On Mon, Sep 21, 2015 at 02:17:37PM +0100, Leo Yan wrote:
On Fri, Sep 18, 2015 at 05:57:48PM +0100, Morten Rasmussen wrote:
On Thu, Sep 17, 2015 at 04:02:09PM +0100, Leo Yan wrote:
[...]
From formula F.4, we can combine power with static leakage and dynamic leakage; IPA also used static/dynamic leakage to depict energy model. But EAS uses another way, which provide the power data according to every OPP and idle state. So that means on one platform, we need provide two kinds of power data.
IMHO, i think the static and dynamic leakage is more simple; because usually we will use (mW/MHz) to describe the power efficiency for specific CPU, though (mW/MHz) cannot very accurately for power consumption if the voltage has been changed (See formula F.6, usually the voltage will be increased at higher frequency). But if we use mW/MHz, maybe we can calculate with very simple way for we can just only use it to mulitplate with frequency to get dynamic power.

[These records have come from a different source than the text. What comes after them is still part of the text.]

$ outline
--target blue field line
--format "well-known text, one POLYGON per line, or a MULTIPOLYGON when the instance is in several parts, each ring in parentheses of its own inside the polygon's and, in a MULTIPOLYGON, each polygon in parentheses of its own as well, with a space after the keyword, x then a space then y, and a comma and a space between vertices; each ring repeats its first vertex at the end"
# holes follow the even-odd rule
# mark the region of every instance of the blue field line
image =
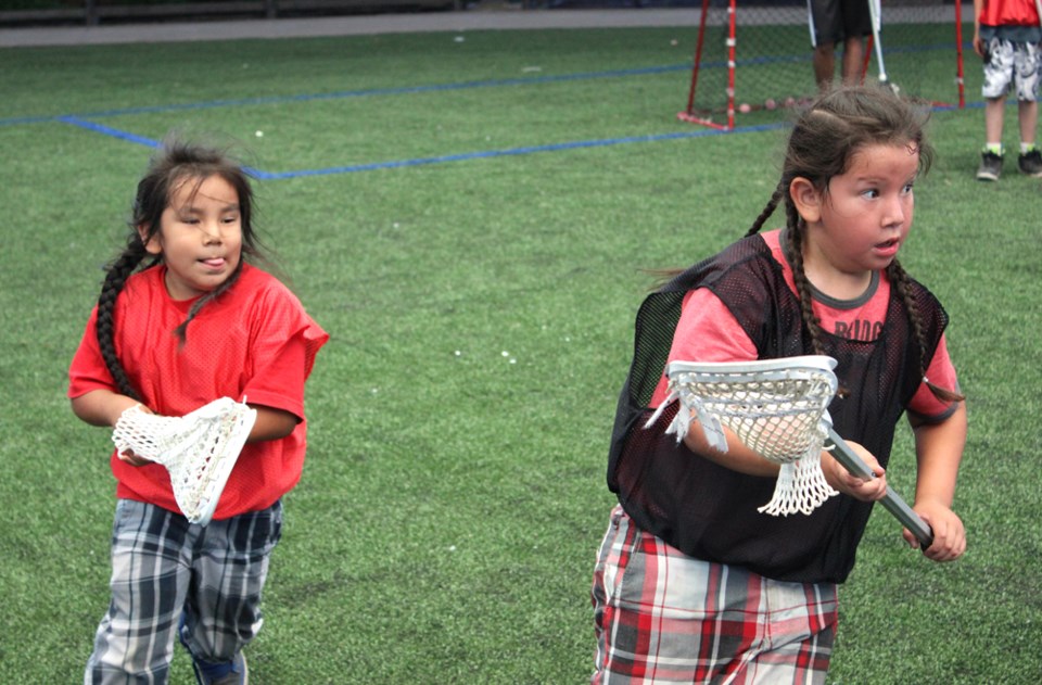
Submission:
POLYGON ((369 164, 355 164, 348 166, 331 166, 320 169, 302 169, 297 172, 257 172, 255 177, 262 180, 282 180, 288 178, 302 178, 306 176, 331 176, 335 174, 354 174, 358 172, 373 172, 378 169, 393 169, 409 166, 422 166, 425 164, 445 164, 449 162, 465 162, 468 160, 486 160, 491 157, 505 157, 521 154, 535 154, 539 152, 559 152, 562 150, 579 150, 583 148, 607 148, 609 145, 623 145, 628 143, 660 142, 663 140, 679 140, 686 138, 704 138, 708 136, 723 136, 726 134, 749 134, 754 131, 773 130, 785 126, 782 123, 761 124, 758 126, 745 126, 732 130, 720 129, 699 129, 697 131, 678 131, 672 134, 651 134, 648 136, 631 136, 625 138, 606 138, 602 140, 577 140, 572 142, 554 143, 547 145, 529 145, 524 148, 509 148, 507 150, 485 150, 481 152, 465 152, 460 154, 447 154, 436 157, 418 157, 414 160, 396 160, 390 162, 372 162, 369 164))
POLYGON ((88 122, 87 119, 79 118, 78 116, 59 116, 55 118, 55 120, 61 122, 63 124, 79 126, 80 128, 86 128, 87 130, 94 131, 96 134, 103 134, 105 136, 112 136, 113 138, 118 138, 120 140, 127 140, 129 142, 136 142, 141 145, 148 145, 149 148, 160 147, 160 142, 152 140, 151 138, 138 136, 136 134, 119 130, 117 128, 112 128, 103 124, 98 124, 97 122, 88 122))
MULTIPOLYGON (((913 46, 887 49, 884 52, 919 52, 945 49, 948 46, 913 46)), ((791 63, 810 62, 810 53, 805 55, 767 55, 760 58, 750 58, 738 60, 738 65, 764 64, 764 63, 791 63)), ((702 68, 723 68, 727 66, 726 61, 703 62, 702 68)), ((302 93, 296 96, 268 96, 264 98, 242 98, 237 100, 212 100, 207 102, 186 102, 179 104, 157 104, 139 107, 119 107, 115 110, 101 110, 97 112, 81 112, 79 114, 56 115, 56 116, 22 116, 13 118, 0 118, 0 126, 17 126, 23 124, 45 124, 48 122, 63 120, 65 117, 79 118, 101 118, 110 116, 128 116, 134 114, 162 114, 164 112, 182 112, 192 110, 213 110, 218 107, 238 107, 264 104, 280 104, 287 102, 315 102, 320 100, 342 100, 347 98, 373 98, 381 96, 405 96, 424 92, 447 92, 453 90, 469 90, 474 88, 503 88, 510 86, 531 86, 537 84, 568 83, 577 80, 592 80, 596 78, 623 78, 630 76, 647 76, 653 74, 666 74, 670 72, 681 72, 690 69, 689 63, 669 64, 661 66, 644 66, 628 69, 608 69, 605 72, 579 72, 575 74, 560 74, 557 76, 526 76, 518 78, 497 78, 461 81, 458 84, 432 84, 428 86, 401 86, 395 88, 368 88, 360 90, 344 90, 340 92, 328 93, 302 93)))
MULTIPOLYGON (((707 66, 723 66, 725 63, 707 66)), ((445 92, 452 90, 468 90, 473 88, 501 88, 508 86, 531 86, 535 84, 567 83, 590 80, 595 78, 621 78, 628 76, 647 76, 649 74, 664 74, 691 68, 690 64, 673 64, 665 66, 644 66, 631 69, 609 69, 607 72, 581 72, 576 74, 561 74, 558 76, 528 76, 518 78, 499 78, 461 81, 458 84, 432 84, 429 86, 401 86, 396 88, 369 88, 363 90, 344 90, 327 93, 304 93, 298 96, 269 96, 265 98, 243 98, 239 100, 212 100, 208 102, 186 102, 181 104, 157 104, 140 107, 120 107, 117 110, 102 110, 99 112, 84 112, 61 116, 31 116, 0 119, 0 126, 17 124, 41 124, 62 120, 64 116, 80 118, 101 118, 110 116, 126 116, 131 114, 161 114, 164 112, 180 112, 186 110, 213 110, 217 107, 239 107, 262 104, 281 104, 287 102, 314 102, 319 100, 343 100, 347 98, 371 98, 380 96, 405 96, 424 92, 445 92)))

So we only need provide below parameters: P-state: static leakage, power efficiency (mW/MHz), capacity (DMIPS/MHz); C-state: static leakage, power efficiency (mW/MHz);
What's the thoughts for unify the energy model?
We want to unify the power models if at all possible. The IPA people are looking into it. The difficulty is that we are looking for different things, so the models have to capture enough detail to be useful for both.
Are you proposing to derive the individual P-state numbers from global numbers or do you propose to have the three parameters for each P-state in tables like we currently have them?
I'm referring first one to derive the individual P-state numbers from global numbers.
If you want to derive them from global numbers, you would need to compensate for voltage scaling for both Ps and Pd so you would need the voltage for each state. Otherwise you energy efficiency will _improve_ as you increasing frequency.
Correct.
It might work. I think the first step is to see if the derived curves would correlate well with real measurements. We would need a way to derive static leakage and power efficiency from measurements. I don't know if that can be easily done. Do you have any suggestions for that?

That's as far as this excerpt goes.